Two years almost to the day after Alaska Sen. Lisa Murkowski, chair of the Senate Energy and Natural Resources Committee, issued her white paper promoting exports, "Renovating The Architecture of U.S. Energy Exports," she got her wish. On December 31, 2015, a tanker departed NuStar Energy LP's dock at Corpus Christi, Texas, loaded with Eagle Ford crude oil produced by ConocoPhillips.
A day later, a second cargo of Texas crude was shipped by Enterprise Products Partners out of its facilities on the Houston Ship Channel. And on Jan. 20, history was made as the first vessel arrived in the harbor at Fos-sur-Mer near Marseilles, France. The buyer in both cases, global commodity trading giant Vitol Group, planned to move the oil by pipeline to two refineries it operates in Europe under a joint venture it arranged last year with The Carlyle Group.
The total volume shipped by the two vessels amounted to about 930,000 barrels (bbl), according to Genscape estimates.
By any stretch of the imagination, it was not a lot, given that U.S. production in November was about 8.7 million barrels per day (MMbbl/d) in the Lower 48 alone, and 9.3 MMbbl/d in total. But lifting the 40-year-old ban was a huge step forward—one of the most significant policy changes benefiting the U.S. oil industry in years, with long-term ramifications. Pressure to do this built up over the past two years as U.S. light, tight oil production soared and study after study said exports would be good for the economy.
Despite that, many pundits warned that nothing would happen until after the presidential election. Luckily, they were wrong. But now that the dog has caught the car, what will he do with it?
In the first four months of 2016, 21 shipments left U.S. shores for international markets, per Genscape. Lifting the ban has already brought West Texas Intermediate (WTI) prices back in line with Brent and other world market prices, as experts predicted, narrowing the usually wider spread. In fact, for the first time in years, WTI has traded at a premium to Brent. This phenomenon increases the value of every barrel we can produce—an incentive to produce even more, were it not for the oil price crash that has altered the equation in other ways. In the meantime, experts say, transportation costs will hamper the economics of U.S. oil exports versus competing sources of crude.
Still, the fact that the ban is dead is good news, if not now, then especially in the longer term. Experts say as much as 1 MMbbl/d could be available for export if the economics justify it.
"For producers, this is tremendous," said Continental Resources Inc. chairman Harold Hamm. Indeed, Hamm is one relieved, happy warrior—he personally met with 250 people one-on-one during the fight to lift the ban: senators, congressmen and staffers, coalitions and caucuses, the media.

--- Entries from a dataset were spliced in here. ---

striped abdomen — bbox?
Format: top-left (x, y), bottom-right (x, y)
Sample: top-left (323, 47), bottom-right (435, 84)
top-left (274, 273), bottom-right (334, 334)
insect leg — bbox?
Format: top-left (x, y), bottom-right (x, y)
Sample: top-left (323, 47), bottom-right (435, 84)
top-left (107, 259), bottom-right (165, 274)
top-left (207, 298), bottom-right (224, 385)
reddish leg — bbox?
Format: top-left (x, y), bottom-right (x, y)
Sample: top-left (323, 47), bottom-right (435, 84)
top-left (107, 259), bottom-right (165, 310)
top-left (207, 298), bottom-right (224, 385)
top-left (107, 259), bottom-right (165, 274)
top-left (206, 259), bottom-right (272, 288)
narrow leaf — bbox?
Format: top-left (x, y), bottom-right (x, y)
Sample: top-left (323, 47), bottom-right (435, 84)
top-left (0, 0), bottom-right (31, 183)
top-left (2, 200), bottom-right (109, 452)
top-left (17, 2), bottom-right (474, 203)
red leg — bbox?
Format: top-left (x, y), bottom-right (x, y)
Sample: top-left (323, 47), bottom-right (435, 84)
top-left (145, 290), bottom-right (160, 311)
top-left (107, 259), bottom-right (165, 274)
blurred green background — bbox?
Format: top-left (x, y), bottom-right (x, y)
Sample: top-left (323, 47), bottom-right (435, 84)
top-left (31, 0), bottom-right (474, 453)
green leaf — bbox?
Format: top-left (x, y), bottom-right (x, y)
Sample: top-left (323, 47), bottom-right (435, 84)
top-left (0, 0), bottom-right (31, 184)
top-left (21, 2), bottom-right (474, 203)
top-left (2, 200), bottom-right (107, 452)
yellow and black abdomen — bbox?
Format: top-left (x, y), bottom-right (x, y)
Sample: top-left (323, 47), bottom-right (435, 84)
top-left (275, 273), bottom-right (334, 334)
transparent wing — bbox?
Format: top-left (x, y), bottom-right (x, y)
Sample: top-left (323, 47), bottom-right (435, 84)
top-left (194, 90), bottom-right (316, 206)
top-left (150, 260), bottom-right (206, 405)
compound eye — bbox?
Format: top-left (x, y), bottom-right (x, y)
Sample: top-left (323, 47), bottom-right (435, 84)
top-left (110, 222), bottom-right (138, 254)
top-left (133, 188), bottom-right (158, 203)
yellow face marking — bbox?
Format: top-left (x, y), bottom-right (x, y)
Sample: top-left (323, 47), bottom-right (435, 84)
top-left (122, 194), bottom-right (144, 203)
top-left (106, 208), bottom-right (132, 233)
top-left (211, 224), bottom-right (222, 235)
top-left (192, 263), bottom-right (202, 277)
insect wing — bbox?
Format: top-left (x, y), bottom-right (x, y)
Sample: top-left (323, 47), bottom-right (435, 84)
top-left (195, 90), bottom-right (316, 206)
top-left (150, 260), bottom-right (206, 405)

"First of all, this gives us a future—without it we were all about dead. We didn't have enough refining capacity here for all the sweet crude we were producing. Now, you're not just going to be shipping it to the coasts, you're going to go beyond the coasts."
Continental Resources has been shipping its Bakken crude by rail to the West Coast in Anacortes, Washington, and it "certainly intends to be exporting by the end of the year, or as soon as practical," Hamm told us.
Not surprisingly, he said the company is considering exports to Asian buyers. It already has relationships there because since late 2014, it has had a gas development joint venture in the Cana-Woodford Shale in Oklahoma with SK Group, the South Korean firm. That company has a refinery that is configured to handle Continental's grade of light crude oil. "But they couldn't buy it from me before, even though we were already partners in Oklahoma. So after the ban was lifted, they were the first to call and congratulate me," Hamm said.
The U.S doubled its oil production from 2008 to 2014, and Hamm believes we have the capacity to double it again and go up to 20 MMbbl/d.
"You get into a rare league then. How many 20-million-a-day producers do you know? This is a real transformation of the world's oil supply: We have the highest quality oil, and this ends OPEC dominance once and for all."
The differential between WTI and Brent was as wide as $42/bbl at one time, and Hamm had said that once the ban was lifted, that would go away. "In the first 11 hours of trading, it did," he said. "It was history. So that was an immediate benefit. And we said gasoline prices at the pump would go down, and that's exactly what's happened."